22. NÖ Innovationspreis 2009 verliehen

High-Tech-Mikrodruckknöpfe siegten

St. Pölten (OTS) - Innovation hat tausende Gesichter und ist quer durch die Wirtschaft in sämtlichen Bereichen anzutreffen. Wie viel Know-how und Erfindergeist in Niederösterreichs Unternehmern aber tatsächlich steckt, zeigte sich beim diesjährigen Wettbewerb um den Niederösterreichischen Innovationspreis wieder einmal besonders eindrucksvoll. Der diesjährige Sieger: die Firma Happy Plating GmbH in Leobersdorf, die Mikrodruckknöpfe für elektronische Hochleistungsverbundsysteme herstellt.

Dieses Jahr hat eine unabhängige Experten-Jury aus über 110 Teilnehmern die 75 interessantesten Projekte von Unternehmen ausgewählt und nach vier verschiedenen Kategorien "Forschungseinrichtungen aus NÖ", "Investitionsgüter & Przessinnovationen", "Konsumgüter & Produktinnovationen" sowie "Organisations- & Marketinginnovationen" bewertet. Sie alle wurden mit Innovationsurkunden des Landes und der Wirtschaftskammer Niederösterreich ausgezeichnet.

Als innovativstes Projekt im "Wettstreit der besten blaugelben Innovateure" wurden Mikrodruckknöpfe für Hochleistungsverbundsysteme, die vom Handy bis zur Autoindustrie zum Einsatz kommen, am 21. Oktober in St. Pölten mit dem Karl Ritter von Ghega-Preis, dem niederösterreichischen Innovationspreis, ausgezeichnet. Landesrätin Dr. Petra Bohuslav und Niederösterreichs Wirtschaftskammerpräsidentin Sonja Zwazl überreichten dem siegreichen Firmenteam die Ernennungsurkunde sowie einen 10.000-Euro-Scheck.

Wirtschaftslandesrätin Dr.

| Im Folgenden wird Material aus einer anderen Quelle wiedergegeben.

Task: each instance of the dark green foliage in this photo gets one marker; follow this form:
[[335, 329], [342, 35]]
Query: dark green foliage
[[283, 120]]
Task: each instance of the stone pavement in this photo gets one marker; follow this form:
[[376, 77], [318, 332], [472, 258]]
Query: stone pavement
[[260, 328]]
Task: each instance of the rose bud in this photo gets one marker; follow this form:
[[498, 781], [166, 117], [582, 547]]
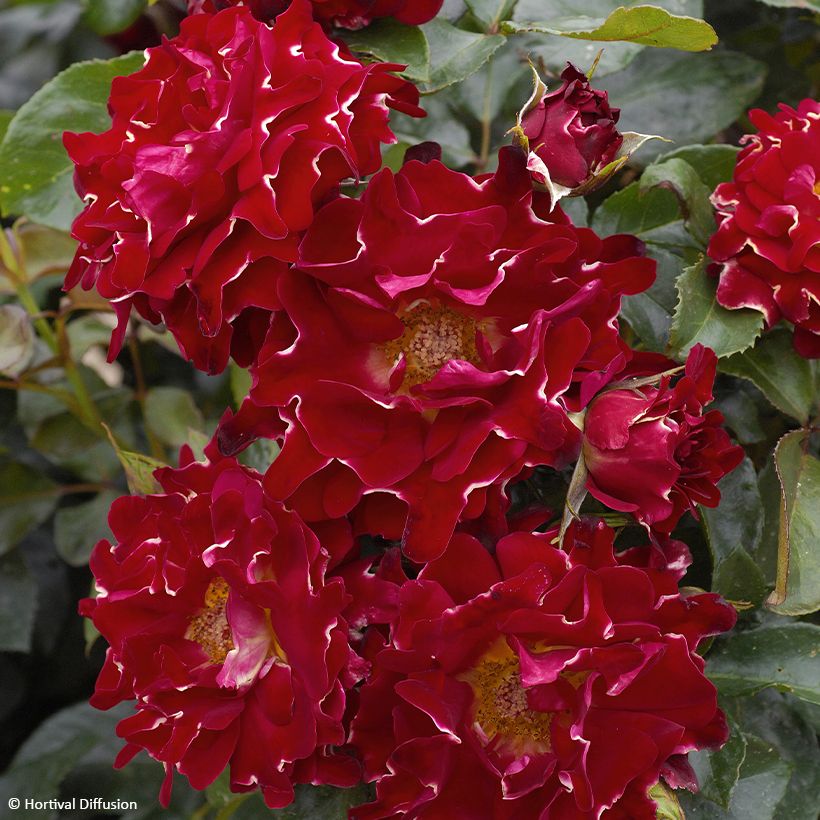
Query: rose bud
[[652, 451], [571, 137], [767, 245]]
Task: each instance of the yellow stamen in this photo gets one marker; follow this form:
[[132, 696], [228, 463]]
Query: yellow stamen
[[433, 336]]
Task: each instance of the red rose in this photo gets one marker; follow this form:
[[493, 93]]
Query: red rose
[[653, 452], [433, 336], [196, 599], [264, 10], [345, 13], [539, 684], [768, 239], [571, 132], [220, 148]]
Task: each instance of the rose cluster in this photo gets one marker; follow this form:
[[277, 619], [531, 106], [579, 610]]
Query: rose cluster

Petra Bohuslav: "Gerade in wirtschaftlich angespannten Zeiten ist es wichtig, nach vorne zu blicken und die wirtschaftliche Zukunft unseres Bundeslandes aktiv mitzugestalten. Innovationen sind ein wichtiger Faktor in der Entwicklung eines Wirtschaftsstandorts. Aus diesem Grund ist es uns ein besonderes Anliegen, erfolgreiche Projekte vor den Vorhang zu holen um zu zeigen, wie innovativ Niederösterreichs Unternehmen unterwegs sind."

"Niederösterreich ist ein guter Boden für Innovationen", zeigt sich WKNÖ-Präsidentin Sonja Zwazl stolz auf "ihre" Innovateure. Es stimme zwar, dass es sich bei Innovationen oft um so hochkomplexe Produkte handle, die für die breite Öffentlichkeit oft gar nicht mehr erkennbar wären. Oder oft gar nicht mehr nachvollzogen werden könnten. Zwazl: "Der NÖ-Innovationspreis ist da auch eine Gelegenheit, diese Leistungen vor den Vorhang zu bitten und ein bisschen transparenter zu machen."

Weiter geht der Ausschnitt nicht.